Jefferson couldn’t have hit the nail harder on the head concerning the future of banking. By having our banks control everything, including: credit, loans and the housing market, we are putting the American people at a disadvantage. People are genuinely worried about being deprived of property and this worry stems from the bigger worry of a failing economy and a system that has taken advantage of the American people for too long. Where is the, “freedom,” “liberty” and “equality” that our founding fathers once proclaimed?

A capitalist society should thrive on the premise that everyone can grant themselves wealth if worked for hard enough. This is a reasonable conjecture, but since when did this premise become: you may work hard, but nothing is guaranteed because corrupt, greed-ridden dingbats will be controlling all of your major investments?

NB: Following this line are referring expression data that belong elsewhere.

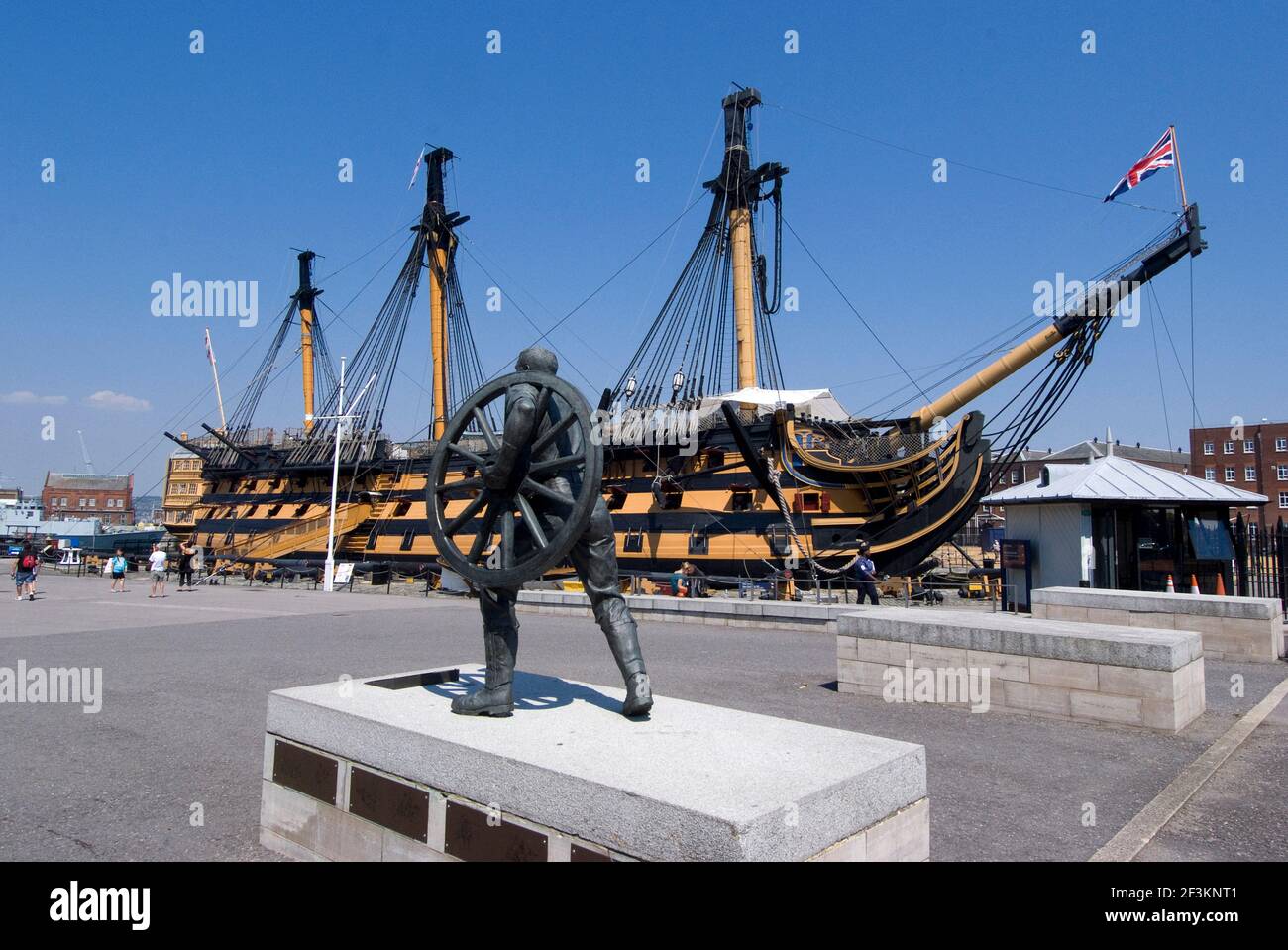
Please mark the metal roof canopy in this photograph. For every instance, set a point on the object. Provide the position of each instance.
(1116, 479)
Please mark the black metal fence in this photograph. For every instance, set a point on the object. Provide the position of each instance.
(1261, 560)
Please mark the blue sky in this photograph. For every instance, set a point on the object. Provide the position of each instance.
(217, 164)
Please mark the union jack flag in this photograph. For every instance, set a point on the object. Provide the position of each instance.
(1160, 156)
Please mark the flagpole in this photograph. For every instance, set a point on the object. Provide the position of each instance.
(214, 369)
(1180, 175)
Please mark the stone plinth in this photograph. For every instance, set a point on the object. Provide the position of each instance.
(1233, 628)
(720, 611)
(359, 772)
(1128, 676)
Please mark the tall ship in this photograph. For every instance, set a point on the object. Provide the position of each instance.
(763, 477)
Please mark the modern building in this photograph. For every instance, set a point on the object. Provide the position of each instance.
(1121, 524)
(110, 498)
(1252, 457)
(1028, 467)
(1091, 450)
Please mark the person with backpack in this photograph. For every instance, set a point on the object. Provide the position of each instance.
(25, 572)
(117, 564)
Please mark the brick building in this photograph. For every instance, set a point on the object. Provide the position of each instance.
(106, 497)
(1253, 457)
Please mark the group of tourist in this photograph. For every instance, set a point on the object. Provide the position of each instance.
(29, 559)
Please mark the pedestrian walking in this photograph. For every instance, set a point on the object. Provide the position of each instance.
(116, 564)
(158, 568)
(25, 572)
(866, 572)
(187, 551)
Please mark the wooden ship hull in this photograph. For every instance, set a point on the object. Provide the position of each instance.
(761, 486)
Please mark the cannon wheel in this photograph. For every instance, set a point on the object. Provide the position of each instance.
(465, 537)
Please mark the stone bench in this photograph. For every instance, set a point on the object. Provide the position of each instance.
(1233, 628)
(1129, 676)
(381, 770)
(722, 611)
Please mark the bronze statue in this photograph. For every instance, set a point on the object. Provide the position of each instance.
(533, 470)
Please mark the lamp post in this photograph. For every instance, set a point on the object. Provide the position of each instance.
(342, 422)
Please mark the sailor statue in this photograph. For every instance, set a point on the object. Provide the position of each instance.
(592, 554)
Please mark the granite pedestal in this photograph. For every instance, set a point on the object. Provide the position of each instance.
(1233, 628)
(360, 770)
(1127, 676)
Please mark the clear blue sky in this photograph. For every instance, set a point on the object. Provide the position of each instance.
(217, 164)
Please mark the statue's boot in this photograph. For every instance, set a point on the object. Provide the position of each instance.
(496, 697)
(623, 641)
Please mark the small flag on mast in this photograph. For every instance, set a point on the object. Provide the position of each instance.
(1160, 156)
(420, 159)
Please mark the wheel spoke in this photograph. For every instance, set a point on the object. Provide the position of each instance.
(507, 540)
(554, 433)
(484, 534)
(529, 519)
(485, 428)
(467, 514)
(554, 465)
(548, 493)
(462, 451)
(462, 484)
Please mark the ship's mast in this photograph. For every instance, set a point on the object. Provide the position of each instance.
(307, 297)
(734, 176)
(438, 248)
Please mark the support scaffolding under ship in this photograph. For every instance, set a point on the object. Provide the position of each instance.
(773, 477)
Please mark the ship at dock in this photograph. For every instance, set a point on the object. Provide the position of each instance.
(768, 476)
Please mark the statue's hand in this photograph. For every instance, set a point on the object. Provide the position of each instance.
(496, 477)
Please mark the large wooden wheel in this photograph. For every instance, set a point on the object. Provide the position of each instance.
(502, 538)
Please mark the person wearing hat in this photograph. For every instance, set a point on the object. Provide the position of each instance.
(866, 572)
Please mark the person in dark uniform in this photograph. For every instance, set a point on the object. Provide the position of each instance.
(593, 557)
(866, 572)
(187, 551)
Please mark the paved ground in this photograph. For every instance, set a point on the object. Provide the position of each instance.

What we should do now as a nation is ask ourselves: How much longer do we stand by our banking system? How many more times do we bail them out? When will we stand with Mr. Jefferson and restore power back to the people, to whom it properly belongs?

When everyday Americans are being taxed to hell in order to support Wall Street, it isn’t freedom, liberty or equality. In fact, it is not even theoretically capitalism (or democracy for that matter). There are certain names we call most countries who have rations or incitements (or stimulus, if you will) and pay high taxes or fees to support the government and systems controlled by the government (our banking system, for example), and it usually isn’t “Capitalistic” or “Democratic.”

Unless you want to define democracy as the great Mr. Jefferson did himself: “A democracy is nothing more than mob rule, where fifty-one percent of the people may take away the rights of the other forty-nine,” we should have this be the final chance for the banking industry.

Thomas Jefferson must be cringing in his grave right now, and asking the question every American patriot should be asking themselves right now: when is enough enough?